Experts Warn that this Viral Video of a Woman Getting Rid of a Tick with Peppermint Oil Is Highly Dangerous

Believe it or not, there is something grosser than popping pimple videos on YouTube, i.e. videos with removal of ticks! However, although it may be unpleasant to watch, some experts claim that this type of home removal of ticks is not as dangerous as one may think and it may actually be of aid, but others disagree. The video went viral quickly after it was published on Facebook so let us learn more about it.

Video of Tick Removal Went Viral

The short video portrays a woman with a tick in her arm who is applying peppermint essential oil onto the tick. She then waits for a bit and the tick comes out on its own out of the woman’s skin.

Why Are Ticks Dangerous?

These parasites, as explained on Healing Life Is Natural, feed on our blood and the blood of animals. Unfortunately, they are also known to transmit up to 12 different types of illnesses, including Lyme disease. This bacterial disease is manifested by a circular rash and it is triggered by a bacterium which is transmitted by black-legged ticks or deer.

The illness is manifested by symptoms similar to flu, including tiredness, loss of appetite, headaches, and fever. When caught in the early phase, it can be addressed with antibiotics, however, when not treated timely, the symptoms can be experienced years after the infection and this long-term condition is known as Post-Treatment Lyme Disease Syndrome.

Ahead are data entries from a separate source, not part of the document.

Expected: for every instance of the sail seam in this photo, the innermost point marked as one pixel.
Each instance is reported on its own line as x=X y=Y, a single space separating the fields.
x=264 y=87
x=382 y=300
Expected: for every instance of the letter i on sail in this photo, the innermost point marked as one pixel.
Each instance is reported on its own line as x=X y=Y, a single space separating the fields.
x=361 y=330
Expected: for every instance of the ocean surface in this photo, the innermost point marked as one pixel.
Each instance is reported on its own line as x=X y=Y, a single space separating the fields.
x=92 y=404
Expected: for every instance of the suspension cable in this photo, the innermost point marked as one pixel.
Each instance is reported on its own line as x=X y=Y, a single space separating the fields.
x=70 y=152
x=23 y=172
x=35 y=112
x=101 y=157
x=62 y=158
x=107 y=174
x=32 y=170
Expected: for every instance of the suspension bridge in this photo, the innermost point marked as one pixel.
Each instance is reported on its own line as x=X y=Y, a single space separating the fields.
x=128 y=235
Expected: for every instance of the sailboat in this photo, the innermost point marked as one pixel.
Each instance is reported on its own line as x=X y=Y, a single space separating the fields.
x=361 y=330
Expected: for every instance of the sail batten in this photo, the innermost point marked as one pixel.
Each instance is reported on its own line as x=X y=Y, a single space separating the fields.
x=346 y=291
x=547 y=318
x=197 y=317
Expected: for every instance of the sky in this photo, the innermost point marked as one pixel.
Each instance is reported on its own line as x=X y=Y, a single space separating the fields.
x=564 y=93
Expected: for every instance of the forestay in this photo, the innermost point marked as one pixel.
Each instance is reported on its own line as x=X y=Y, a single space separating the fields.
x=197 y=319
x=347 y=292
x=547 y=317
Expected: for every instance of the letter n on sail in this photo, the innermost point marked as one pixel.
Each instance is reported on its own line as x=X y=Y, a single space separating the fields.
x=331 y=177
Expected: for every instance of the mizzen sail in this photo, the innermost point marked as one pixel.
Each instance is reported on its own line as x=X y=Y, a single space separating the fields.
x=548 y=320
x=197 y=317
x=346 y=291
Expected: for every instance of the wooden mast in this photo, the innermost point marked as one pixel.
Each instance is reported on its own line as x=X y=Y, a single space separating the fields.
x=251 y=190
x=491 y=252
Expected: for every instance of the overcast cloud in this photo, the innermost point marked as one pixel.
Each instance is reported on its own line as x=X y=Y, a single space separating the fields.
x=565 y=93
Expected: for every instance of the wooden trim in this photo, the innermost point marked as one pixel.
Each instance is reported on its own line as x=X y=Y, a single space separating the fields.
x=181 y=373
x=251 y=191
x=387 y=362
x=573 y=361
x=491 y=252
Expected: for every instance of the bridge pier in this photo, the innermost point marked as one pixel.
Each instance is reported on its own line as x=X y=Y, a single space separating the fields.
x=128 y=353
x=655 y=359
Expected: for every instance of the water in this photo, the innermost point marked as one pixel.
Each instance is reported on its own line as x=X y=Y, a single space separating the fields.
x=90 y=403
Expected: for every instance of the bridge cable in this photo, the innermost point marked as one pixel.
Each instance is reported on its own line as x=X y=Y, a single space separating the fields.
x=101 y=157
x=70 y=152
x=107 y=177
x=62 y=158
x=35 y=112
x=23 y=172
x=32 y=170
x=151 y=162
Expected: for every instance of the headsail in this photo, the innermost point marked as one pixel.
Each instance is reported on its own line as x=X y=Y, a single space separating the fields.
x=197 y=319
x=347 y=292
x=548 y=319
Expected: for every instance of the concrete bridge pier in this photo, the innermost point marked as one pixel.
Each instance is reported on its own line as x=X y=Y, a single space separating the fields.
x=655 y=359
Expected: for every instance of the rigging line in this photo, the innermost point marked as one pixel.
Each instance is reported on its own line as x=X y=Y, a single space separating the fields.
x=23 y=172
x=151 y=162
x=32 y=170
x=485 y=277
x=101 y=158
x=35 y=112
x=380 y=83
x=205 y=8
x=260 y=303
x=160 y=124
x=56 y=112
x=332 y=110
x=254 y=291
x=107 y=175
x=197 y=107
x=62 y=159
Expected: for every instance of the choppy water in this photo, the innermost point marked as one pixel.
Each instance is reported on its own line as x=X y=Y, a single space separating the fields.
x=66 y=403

According to statistics by the CDC, there are approximately 30,000 cases of Lyme disease in the U.S. on a yearly basis. And, the longer a tick is present on the host, the higher the risk of passing the bacteria if it carries it. Since the transmission of the illness can occur after the tick has been attached to the skin for 36 to 48 hours, it is best to remove the tick as soon as we find it.

Removal of Ticks Requires Caution

Even though the method shown on the video may have been successful, medical experts are advising people not to eliminate the tick with this oil because it can cause it to secrete saliva and thus, speed up the spreading of the bacteria. Hence, below, learn the suggestions by the CDC on how to safely remove a tick…

Take tweezers and grasp the tick as close to the surface of the skin as you can and then firmly, pull it upwards with a steady and firm pressure. Do not twist or move the tick because this may cause some of its parts to break off and stay in the skin (if this happens, try to remove the parts with tweezers; if you cannot do this with ease, leave the skin alone to heal and seek medical help). If you have successfully removed the tick, cleanse the area and the hands with rubbing alcohol, soap and water, or an iodine scrub.

The tick needs to be submersed in alcohol and then placed in a sealable bag and flushed in the toilet. Never crush it with your fingers!